Hi guys, I'm in desperate need of some help. I just got a 9.5 week old German Shepherd today. I met the breeder and she was a very nice and responsible person. It seems like she does an incredible job at breeding German Shepherds. Well, one of the girls that we were looking at was very loving and affectionate pup. I now realize that when we were at the breeder's house, the pup did whine a little bit but I didn't think anything of it at the time. 

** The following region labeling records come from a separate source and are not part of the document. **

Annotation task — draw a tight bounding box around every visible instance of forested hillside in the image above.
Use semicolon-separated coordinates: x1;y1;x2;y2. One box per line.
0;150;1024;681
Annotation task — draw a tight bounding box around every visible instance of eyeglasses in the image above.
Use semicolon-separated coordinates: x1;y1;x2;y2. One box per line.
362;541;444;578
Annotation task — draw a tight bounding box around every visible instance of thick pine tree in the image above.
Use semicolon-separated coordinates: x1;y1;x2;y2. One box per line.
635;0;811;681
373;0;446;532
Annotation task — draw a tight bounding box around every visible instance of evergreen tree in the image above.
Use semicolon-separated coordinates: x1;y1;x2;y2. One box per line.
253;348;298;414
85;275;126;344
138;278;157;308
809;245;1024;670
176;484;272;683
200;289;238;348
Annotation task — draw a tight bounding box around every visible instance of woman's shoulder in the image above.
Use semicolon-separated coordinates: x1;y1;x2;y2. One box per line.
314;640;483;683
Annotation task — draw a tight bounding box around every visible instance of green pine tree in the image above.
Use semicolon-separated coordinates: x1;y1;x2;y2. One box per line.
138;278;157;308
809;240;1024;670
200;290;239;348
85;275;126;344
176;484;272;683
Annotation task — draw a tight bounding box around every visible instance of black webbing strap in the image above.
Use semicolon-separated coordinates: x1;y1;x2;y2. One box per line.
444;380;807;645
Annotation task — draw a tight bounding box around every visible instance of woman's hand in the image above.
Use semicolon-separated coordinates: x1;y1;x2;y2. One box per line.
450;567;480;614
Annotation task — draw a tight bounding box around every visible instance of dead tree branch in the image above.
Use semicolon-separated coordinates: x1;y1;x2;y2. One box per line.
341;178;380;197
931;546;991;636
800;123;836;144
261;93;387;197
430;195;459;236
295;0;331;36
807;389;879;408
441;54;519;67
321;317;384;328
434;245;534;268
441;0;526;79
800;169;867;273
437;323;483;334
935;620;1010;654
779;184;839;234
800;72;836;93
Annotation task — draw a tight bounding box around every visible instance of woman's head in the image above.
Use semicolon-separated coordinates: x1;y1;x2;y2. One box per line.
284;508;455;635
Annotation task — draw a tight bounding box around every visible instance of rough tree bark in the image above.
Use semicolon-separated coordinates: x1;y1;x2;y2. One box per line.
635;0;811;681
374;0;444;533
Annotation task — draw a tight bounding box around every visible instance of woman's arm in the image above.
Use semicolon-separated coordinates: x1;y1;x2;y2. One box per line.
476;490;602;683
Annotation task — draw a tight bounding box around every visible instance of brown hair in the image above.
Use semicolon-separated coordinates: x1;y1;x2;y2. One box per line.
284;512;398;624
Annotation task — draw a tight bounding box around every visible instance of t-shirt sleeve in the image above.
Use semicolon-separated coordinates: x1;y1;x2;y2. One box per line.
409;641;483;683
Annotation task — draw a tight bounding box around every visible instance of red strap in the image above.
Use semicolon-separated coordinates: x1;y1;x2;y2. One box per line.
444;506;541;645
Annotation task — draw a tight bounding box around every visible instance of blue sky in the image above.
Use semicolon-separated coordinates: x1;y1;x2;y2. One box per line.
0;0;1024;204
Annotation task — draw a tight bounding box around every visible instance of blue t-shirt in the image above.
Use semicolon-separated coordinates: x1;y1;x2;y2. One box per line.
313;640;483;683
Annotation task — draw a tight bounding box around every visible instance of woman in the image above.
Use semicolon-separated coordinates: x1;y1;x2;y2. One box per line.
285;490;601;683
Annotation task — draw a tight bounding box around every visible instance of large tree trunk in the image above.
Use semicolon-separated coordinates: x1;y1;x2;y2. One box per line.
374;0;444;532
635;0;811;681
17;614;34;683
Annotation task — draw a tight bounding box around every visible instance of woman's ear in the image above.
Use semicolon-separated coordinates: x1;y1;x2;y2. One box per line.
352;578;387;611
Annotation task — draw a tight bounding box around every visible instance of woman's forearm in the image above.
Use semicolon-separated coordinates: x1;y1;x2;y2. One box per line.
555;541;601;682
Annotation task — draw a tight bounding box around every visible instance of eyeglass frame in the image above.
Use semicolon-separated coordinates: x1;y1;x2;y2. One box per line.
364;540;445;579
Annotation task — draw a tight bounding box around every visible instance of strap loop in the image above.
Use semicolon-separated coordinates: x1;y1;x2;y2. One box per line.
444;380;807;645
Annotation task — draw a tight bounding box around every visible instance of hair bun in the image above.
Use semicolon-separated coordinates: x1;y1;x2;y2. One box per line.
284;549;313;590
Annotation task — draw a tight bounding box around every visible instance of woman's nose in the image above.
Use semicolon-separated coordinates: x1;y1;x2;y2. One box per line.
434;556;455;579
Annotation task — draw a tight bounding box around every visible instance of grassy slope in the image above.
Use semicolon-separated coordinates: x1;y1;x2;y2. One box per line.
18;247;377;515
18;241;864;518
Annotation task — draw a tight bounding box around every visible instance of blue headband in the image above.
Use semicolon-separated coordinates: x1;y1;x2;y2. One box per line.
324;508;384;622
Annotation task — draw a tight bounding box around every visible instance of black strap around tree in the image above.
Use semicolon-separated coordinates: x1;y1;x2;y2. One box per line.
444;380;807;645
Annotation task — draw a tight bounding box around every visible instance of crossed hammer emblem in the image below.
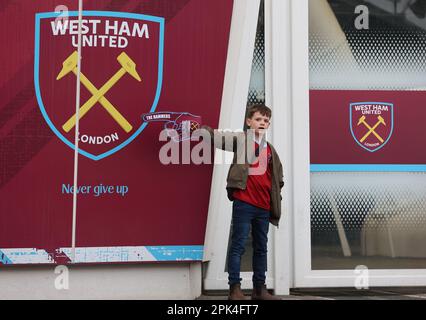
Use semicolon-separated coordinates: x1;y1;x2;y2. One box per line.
357;116;386;143
56;51;141;133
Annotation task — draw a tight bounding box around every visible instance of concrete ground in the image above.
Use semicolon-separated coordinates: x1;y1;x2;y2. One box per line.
197;287;426;300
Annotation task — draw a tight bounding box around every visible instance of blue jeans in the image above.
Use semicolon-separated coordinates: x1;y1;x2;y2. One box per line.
228;200;270;285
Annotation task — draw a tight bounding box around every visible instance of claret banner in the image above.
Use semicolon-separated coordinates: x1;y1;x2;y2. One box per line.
0;0;233;265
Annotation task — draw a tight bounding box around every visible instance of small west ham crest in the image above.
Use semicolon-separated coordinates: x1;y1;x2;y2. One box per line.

Well the pup whimpered and whined and cried all the way to our home but the breeder said that was to be expected. But now she still hasn't stopped whining except for when she's sleeping. Besides that, it doesn't matter what she is doing, whether she's is sniffing something, eating food, drinking, outside on a walk, or even sitting in our laps, she is still whining. We don't know what to do. We give her love, attention, toys, but nothing seems to satisfy it. 

Please help!


----------



## cynster (Feb 26, 2011)

That's normal  My puppy did it too for at least the first week I had her, maybe more, and she was 4 months old - just hadn't been away from her mom or her people and she wasn't used to being alone in the crate. I put the crate on the bed next to me to help her calm down but she still whined a bit, but eventually it went away.


----------



## doxiemommy (Dec 18, 2009)

Yep, the whining is normal! She's been in one home with people she knew, her mama, her siblings, that was her world. Now, she's somewhere new, with new people, new sights, sounds, and smells, and she's just a baby at that age. 
Some things that can help:
- getting a towel, blanket, stuffed toy that had been around her mama or siblings, or breeder, so she has that comforting, familiar scent around her.
- cover the crate if she whines in the crate.
- put a kitchen timer in the crate; the tick tock can remind puppies of mama's heartbeat.
- put a piece of YOUR clothing near her, in her bed, crate, or comfy spot. As she spends more time in your home, you will become her new "security blanket", as you are giving her love, affection, food, toys. So, having your scent nearby can also be comforting.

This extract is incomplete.